Thanks for those tips. I think many of us can sense when a piece has been spun but these tips aid in "tipping us off" if you don't mind the pun! Oh, and I just made a rhyme. Weird.
LOL thanks for the comment :)
Upvoted@! Thank you for bringing this up!
Thanks for the Up
Very true. In mainstream SEO, a misspelled word can result misinterpretation and bad indexing by the search engines. Here, we're not so concerned with attracting outside traffic so much. The goal is attracting internal eyeballs, so trick like what you mentioned can work to a certain extent. Great points.
Thanks for your comment. Are you up to speed on SEO? Would be really interested to hear any ideas for a solution to this problem?

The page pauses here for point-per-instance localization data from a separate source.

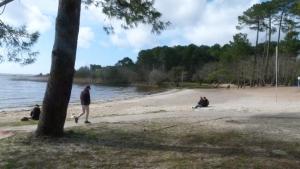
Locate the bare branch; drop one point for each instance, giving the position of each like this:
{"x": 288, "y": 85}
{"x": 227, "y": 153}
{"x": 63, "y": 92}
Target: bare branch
{"x": 4, "y": 2}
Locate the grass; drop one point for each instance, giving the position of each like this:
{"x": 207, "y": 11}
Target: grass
{"x": 136, "y": 145}
{"x": 18, "y": 123}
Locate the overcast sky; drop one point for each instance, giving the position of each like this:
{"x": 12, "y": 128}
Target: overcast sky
{"x": 193, "y": 21}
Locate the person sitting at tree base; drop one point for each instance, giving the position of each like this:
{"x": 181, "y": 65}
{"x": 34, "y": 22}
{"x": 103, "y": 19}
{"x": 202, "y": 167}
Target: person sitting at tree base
{"x": 85, "y": 100}
{"x": 34, "y": 114}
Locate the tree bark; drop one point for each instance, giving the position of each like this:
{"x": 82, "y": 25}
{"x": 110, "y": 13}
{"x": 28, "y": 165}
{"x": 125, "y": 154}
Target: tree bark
{"x": 254, "y": 73}
{"x": 60, "y": 81}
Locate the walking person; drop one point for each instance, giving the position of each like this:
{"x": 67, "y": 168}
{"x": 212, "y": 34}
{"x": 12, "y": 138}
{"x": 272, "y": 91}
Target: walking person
{"x": 85, "y": 100}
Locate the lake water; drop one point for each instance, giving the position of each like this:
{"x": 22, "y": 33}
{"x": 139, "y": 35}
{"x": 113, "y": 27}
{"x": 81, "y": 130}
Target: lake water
{"x": 21, "y": 94}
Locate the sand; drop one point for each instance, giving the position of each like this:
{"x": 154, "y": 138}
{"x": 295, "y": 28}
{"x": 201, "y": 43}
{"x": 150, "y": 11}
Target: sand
{"x": 241, "y": 109}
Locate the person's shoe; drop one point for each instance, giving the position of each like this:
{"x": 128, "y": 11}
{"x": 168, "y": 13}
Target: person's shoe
{"x": 76, "y": 119}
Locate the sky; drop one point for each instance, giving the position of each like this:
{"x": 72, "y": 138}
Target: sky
{"x": 201, "y": 22}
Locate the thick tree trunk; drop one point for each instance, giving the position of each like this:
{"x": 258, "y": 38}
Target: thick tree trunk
{"x": 59, "y": 85}
{"x": 268, "y": 49}
{"x": 254, "y": 73}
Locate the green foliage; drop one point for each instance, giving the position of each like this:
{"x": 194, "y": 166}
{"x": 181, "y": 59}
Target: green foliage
{"x": 131, "y": 13}
{"x": 83, "y": 72}
{"x": 16, "y": 44}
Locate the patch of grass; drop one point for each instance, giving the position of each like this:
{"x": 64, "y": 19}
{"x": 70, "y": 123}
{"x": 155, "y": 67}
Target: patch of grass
{"x": 118, "y": 145}
{"x": 18, "y": 123}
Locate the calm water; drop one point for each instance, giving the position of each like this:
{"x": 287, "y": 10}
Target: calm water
{"x": 17, "y": 94}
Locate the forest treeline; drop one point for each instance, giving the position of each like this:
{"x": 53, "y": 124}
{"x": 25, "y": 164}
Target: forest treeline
{"x": 240, "y": 62}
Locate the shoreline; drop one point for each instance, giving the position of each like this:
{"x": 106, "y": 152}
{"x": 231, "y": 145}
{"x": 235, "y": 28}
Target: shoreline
{"x": 77, "y": 103}
{"x": 240, "y": 109}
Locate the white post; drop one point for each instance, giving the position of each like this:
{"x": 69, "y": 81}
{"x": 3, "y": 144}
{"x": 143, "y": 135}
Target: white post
{"x": 276, "y": 65}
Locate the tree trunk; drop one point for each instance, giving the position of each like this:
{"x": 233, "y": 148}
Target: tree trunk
{"x": 60, "y": 81}
{"x": 279, "y": 29}
{"x": 254, "y": 73}
{"x": 268, "y": 49}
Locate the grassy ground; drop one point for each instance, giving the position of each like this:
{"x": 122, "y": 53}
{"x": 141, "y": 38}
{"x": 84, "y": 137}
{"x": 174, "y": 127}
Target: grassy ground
{"x": 148, "y": 145}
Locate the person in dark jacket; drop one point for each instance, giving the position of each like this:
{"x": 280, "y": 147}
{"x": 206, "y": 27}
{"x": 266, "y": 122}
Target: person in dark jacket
{"x": 203, "y": 102}
{"x": 35, "y": 113}
{"x": 85, "y": 100}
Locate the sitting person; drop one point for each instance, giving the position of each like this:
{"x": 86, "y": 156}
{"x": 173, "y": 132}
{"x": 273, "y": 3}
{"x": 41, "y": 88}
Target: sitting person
{"x": 34, "y": 114}
{"x": 203, "y": 102}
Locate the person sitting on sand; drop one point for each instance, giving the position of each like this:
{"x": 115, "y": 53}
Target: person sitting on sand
{"x": 85, "y": 100}
{"x": 200, "y": 103}
{"x": 34, "y": 114}
{"x": 203, "y": 102}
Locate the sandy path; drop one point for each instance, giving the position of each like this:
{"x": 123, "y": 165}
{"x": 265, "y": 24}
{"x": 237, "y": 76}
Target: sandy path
{"x": 244, "y": 109}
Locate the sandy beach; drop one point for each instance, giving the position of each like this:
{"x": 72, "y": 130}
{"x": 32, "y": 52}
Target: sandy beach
{"x": 241, "y": 109}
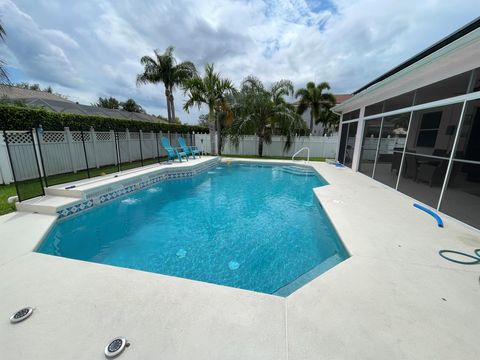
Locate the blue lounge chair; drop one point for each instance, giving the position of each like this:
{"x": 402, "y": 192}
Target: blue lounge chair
{"x": 189, "y": 150}
{"x": 172, "y": 153}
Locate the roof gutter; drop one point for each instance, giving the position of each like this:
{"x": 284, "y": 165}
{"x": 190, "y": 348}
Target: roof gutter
{"x": 437, "y": 46}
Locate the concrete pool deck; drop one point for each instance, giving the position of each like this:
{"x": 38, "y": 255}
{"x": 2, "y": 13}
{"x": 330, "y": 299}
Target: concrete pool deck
{"x": 394, "y": 298}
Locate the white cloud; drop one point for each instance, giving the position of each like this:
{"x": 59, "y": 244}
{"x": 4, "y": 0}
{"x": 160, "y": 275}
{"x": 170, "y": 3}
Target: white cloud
{"x": 92, "y": 48}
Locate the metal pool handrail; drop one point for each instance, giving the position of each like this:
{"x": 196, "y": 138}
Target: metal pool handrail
{"x": 299, "y": 151}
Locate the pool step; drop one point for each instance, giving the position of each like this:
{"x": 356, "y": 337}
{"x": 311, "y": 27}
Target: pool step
{"x": 298, "y": 170}
{"x": 45, "y": 204}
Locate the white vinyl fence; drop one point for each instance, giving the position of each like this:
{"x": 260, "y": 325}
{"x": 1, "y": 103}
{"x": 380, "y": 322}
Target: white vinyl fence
{"x": 64, "y": 152}
{"x": 320, "y": 146}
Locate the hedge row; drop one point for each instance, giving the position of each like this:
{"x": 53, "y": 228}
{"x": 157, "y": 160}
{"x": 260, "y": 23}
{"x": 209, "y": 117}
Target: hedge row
{"x": 21, "y": 118}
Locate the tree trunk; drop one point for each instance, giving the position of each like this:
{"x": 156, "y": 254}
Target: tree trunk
{"x": 169, "y": 114}
{"x": 260, "y": 146}
{"x": 311, "y": 121}
{"x": 172, "y": 106}
{"x": 211, "y": 120}
{"x": 219, "y": 135}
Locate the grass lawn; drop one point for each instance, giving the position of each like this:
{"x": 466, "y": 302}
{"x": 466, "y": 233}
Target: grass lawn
{"x": 33, "y": 188}
{"x": 29, "y": 189}
{"x": 5, "y": 192}
{"x": 274, "y": 157}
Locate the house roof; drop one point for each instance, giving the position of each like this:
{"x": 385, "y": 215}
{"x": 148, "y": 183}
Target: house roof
{"x": 59, "y": 104}
{"x": 437, "y": 46}
{"x": 16, "y": 93}
{"x": 342, "y": 97}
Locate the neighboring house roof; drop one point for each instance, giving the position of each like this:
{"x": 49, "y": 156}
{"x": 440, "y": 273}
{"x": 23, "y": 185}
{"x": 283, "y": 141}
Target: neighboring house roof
{"x": 342, "y": 97}
{"x": 430, "y": 50}
{"x": 16, "y": 93}
{"x": 338, "y": 97}
{"x": 58, "y": 104}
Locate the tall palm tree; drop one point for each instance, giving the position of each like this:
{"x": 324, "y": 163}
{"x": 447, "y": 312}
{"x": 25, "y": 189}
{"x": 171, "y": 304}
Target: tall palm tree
{"x": 3, "y": 72}
{"x": 212, "y": 91}
{"x": 314, "y": 98}
{"x": 262, "y": 111}
{"x": 164, "y": 68}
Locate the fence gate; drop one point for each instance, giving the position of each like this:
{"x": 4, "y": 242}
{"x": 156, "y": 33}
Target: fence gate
{"x": 24, "y": 162}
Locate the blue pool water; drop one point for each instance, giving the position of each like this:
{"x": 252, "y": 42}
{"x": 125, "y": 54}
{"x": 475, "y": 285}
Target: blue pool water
{"x": 253, "y": 227}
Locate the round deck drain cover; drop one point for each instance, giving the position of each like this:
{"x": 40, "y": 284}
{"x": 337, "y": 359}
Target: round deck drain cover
{"x": 21, "y": 315}
{"x": 115, "y": 347}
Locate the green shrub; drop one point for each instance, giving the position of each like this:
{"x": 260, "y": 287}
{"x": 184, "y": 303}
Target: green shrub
{"x": 21, "y": 118}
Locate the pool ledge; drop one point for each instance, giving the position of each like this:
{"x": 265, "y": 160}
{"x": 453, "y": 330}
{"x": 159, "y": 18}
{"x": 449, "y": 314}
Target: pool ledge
{"x": 72, "y": 198}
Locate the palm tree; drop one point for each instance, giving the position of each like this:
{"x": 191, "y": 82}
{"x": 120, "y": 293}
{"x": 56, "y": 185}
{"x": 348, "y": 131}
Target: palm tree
{"x": 3, "y": 72}
{"x": 312, "y": 97}
{"x": 164, "y": 68}
{"x": 212, "y": 91}
{"x": 263, "y": 111}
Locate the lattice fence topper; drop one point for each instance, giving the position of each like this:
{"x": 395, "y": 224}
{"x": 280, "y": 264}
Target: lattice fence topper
{"x": 147, "y": 136}
{"x": 103, "y": 136}
{"x": 53, "y": 136}
{"x": 19, "y": 138}
{"x": 77, "y": 136}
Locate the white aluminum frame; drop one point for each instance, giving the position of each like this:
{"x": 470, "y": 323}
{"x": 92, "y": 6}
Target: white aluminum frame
{"x": 411, "y": 109}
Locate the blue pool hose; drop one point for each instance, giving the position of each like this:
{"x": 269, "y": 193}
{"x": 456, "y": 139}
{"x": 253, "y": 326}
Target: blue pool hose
{"x": 476, "y": 259}
{"x": 428, "y": 211}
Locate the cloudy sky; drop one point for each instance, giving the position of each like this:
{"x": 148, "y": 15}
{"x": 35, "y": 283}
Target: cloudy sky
{"x": 91, "y": 48}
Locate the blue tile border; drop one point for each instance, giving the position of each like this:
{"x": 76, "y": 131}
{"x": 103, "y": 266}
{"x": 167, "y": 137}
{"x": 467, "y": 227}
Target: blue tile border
{"x": 114, "y": 191}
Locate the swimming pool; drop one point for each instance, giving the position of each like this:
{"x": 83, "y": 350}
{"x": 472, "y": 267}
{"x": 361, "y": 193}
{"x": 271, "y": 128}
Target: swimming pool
{"x": 252, "y": 226}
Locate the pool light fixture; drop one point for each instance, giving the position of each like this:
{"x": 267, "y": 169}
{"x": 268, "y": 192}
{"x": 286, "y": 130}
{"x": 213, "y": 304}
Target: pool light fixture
{"x": 21, "y": 315}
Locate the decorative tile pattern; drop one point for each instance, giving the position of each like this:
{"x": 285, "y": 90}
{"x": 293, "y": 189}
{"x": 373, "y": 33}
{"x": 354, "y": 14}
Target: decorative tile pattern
{"x": 112, "y": 192}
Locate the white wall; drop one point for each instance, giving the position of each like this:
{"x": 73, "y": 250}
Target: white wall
{"x": 63, "y": 151}
{"x": 319, "y": 146}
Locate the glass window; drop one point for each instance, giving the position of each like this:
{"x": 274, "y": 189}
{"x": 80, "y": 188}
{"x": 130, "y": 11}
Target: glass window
{"x": 390, "y": 149}
{"x": 350, "y": 146}
{"x": 461, "y": 198}
{"x": 343, "y": 142}
{"x": 351, "y": 115}
{"x": 399, "y": 102}
{"x": 454, "y": 86}
{"x": 369, "y": 146}
{"x": 374, "y": 109}
{"x": 432, "y": 131}
{"x": 468, "y": 143}
{"x": 422, "y": 178}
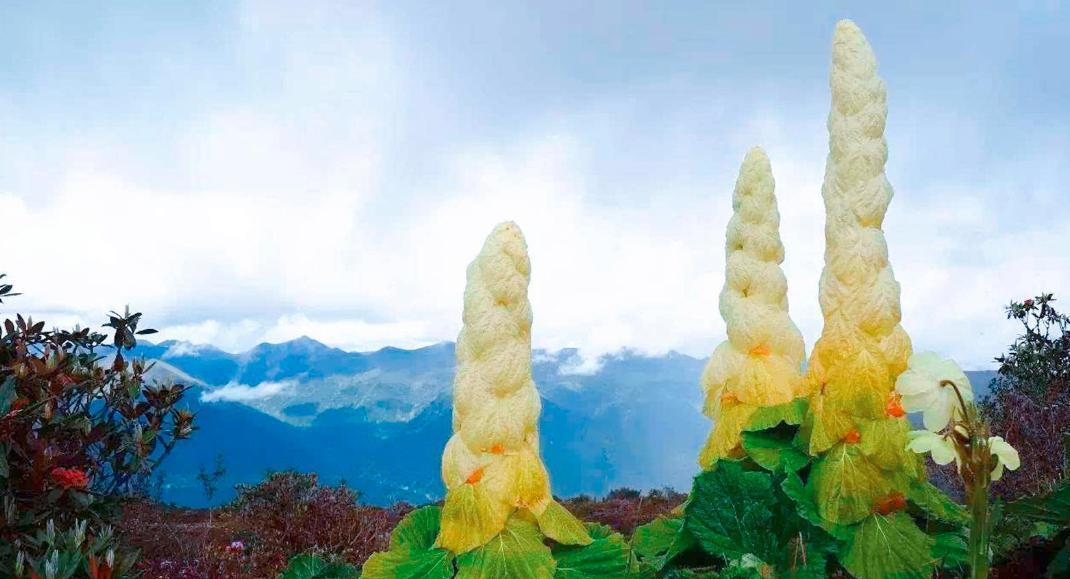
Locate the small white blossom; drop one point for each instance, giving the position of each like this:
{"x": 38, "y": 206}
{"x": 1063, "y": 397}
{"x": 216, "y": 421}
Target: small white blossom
{"x": 923, "y": 389}
{"x": 942, "y": 448}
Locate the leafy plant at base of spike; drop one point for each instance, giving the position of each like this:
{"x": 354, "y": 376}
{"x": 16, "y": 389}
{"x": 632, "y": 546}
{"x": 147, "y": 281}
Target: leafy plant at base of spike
{"x": 518, "y": 551}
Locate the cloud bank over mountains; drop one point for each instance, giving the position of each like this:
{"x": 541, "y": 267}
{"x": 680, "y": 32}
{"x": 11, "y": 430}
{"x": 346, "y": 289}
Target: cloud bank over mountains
{"x": 330, "y": 169}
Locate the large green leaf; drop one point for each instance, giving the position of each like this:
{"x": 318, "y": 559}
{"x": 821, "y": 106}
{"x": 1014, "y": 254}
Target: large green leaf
{"x": 1053, "y": 507}
{"x": 517, "y": 552}
{"x": 606, "y": 557}
{"x": 774, "y": 451}
{"x": 412, "y": 554}
{"x": 561, "y": 526}
{"x": 743, "y": 516}
{"x": 1060, "y": 564}
{"x": 888, "y": 547}
{"x": 409, "y": 564}
{"x": 950, "y": 549}
{"x": 417, "y": 530}
{"x": 305, "y": 566}
{"x": 846, "y": 485}
{"x": 807, "y": 507}
{"x": 790, "y": 413}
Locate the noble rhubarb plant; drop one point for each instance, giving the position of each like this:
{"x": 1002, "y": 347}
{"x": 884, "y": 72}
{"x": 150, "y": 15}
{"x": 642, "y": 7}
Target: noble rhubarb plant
{"x": 738, "y": 520}
{"x": 500, "y": 520}
{"x": 806, "y": 476}
{"x": 759, "y": 364}
{"x": 864, "y": 486}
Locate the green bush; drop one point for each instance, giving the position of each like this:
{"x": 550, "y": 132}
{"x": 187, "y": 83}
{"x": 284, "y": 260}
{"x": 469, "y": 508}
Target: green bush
{"x": 76, "y": 435}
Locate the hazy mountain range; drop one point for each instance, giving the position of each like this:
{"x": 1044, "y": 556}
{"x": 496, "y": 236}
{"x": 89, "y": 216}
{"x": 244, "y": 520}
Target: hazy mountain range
{"x": 379, "y": 420}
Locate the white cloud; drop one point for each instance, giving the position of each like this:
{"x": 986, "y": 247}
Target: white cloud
{"x": 242, "y": 393}
{"x": 321, "y": 199}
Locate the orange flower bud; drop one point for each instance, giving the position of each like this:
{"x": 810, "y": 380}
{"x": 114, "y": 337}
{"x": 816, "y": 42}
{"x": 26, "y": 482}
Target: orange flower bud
{"x": 889, "y": 504}
{"x": 760, "y": 350}
{"x": 475, "y": 476}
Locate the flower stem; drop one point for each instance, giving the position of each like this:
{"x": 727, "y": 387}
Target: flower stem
{"x": 978, "y": 494}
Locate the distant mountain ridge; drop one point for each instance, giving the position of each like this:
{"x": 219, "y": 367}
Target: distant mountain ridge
{"x": 379, "y": 420}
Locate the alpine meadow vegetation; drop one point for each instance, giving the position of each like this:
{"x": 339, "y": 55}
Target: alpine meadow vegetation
{"x": 811, "y": 467}
{"x": 499, "y": 513}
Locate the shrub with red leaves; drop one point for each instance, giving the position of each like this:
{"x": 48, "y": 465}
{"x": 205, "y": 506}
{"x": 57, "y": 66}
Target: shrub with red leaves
{"x": 1029, "y": 405}
{"x": 268, "y": 523}
{"x": 75, "y": 433}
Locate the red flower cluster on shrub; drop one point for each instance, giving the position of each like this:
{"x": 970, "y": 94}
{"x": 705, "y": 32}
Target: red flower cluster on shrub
{"x": 269, "y": 523}
{"x": 70, "y": 477}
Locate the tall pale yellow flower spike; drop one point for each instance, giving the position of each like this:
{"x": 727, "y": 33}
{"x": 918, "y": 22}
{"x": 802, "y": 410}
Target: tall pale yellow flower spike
{"x": 491, "y": 465}
{"x": 862, "y": 348}
{"x": 761, "y": 362}
{"x": 855, "y": 424}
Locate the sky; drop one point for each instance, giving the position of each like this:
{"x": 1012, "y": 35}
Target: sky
{"x": 256, "y": 171}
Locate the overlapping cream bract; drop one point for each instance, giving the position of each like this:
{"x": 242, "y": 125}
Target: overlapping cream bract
{"x": 491, "y": 465}
{"x": 760, "y": 362}
{"x": 862, "y": 348}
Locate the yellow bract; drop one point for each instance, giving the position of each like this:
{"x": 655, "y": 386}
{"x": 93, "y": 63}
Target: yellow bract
{"x": 491, "y": 465}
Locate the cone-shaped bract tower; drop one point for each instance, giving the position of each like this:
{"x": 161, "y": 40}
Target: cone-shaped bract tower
{"x": 491, "y": 465}
{"x": 759, "y": 364}
{"x": 854, "y": 421}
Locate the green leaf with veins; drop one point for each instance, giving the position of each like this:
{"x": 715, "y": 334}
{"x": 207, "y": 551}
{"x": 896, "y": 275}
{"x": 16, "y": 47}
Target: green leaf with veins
{"x": 769, "y": 416}
{"x": 517, "y": 552}
{"x": 658, "y": 542}
{"x": 888, "y": 547}
{"x": 417, "y": 530}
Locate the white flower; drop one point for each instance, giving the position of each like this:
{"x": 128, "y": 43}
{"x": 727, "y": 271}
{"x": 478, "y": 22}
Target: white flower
{"x": 941, "y": 447}
{"x": 1005, "y": 455}
{"x": 923, "y": 390}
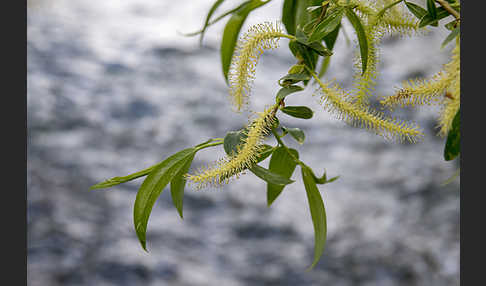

I'm not sure what Steemit uses to check duplicate content. I believe Copyscape has the means to add misspelled words and replace with the usual spelling to help detect trickery. Someone would have to be updating a data file whenever instances were spotted and reported.
Whenever you're publishing web content, and you want to rank for a word like "list", you would have it in your content. Misspelling it as "1ist" would be counterproductive as the google bot won't index you for "list". But that's in the real world I guess.
It's sort of amazing the lengths people will go to sneak other people's content under peoples noses. I didn't even know to look for odd characters like that.
Sad as always, now I think that this could be the reason why several times when I thought that the article was suspicious, I actually couldn't find anything in google and plagiarism tools.
This means more work, yes. Unfortunately, can't propose any suggestion how to deal with it, just what you've said already - to make a bot like Cheetah.
Perhaps a bounty could be organised for something like that. Hmmm. Let's see what people think.
"Honestly, this type of spinning shows such insidious, fraudulent intent, that I have very little sympathy for those accounts whose reputation is damaged upon its discovery."
I have NO sympathy for such thieves.
1 learned someth1ng new to watch out f0r, th@nk y0u!
I have noticed your post was flagged by R4fken, well known steemit hater.
I am for justice and I am here with all my Steem Power to help you resist his hate downvotes and let your post be visible for steem users. Upvoted!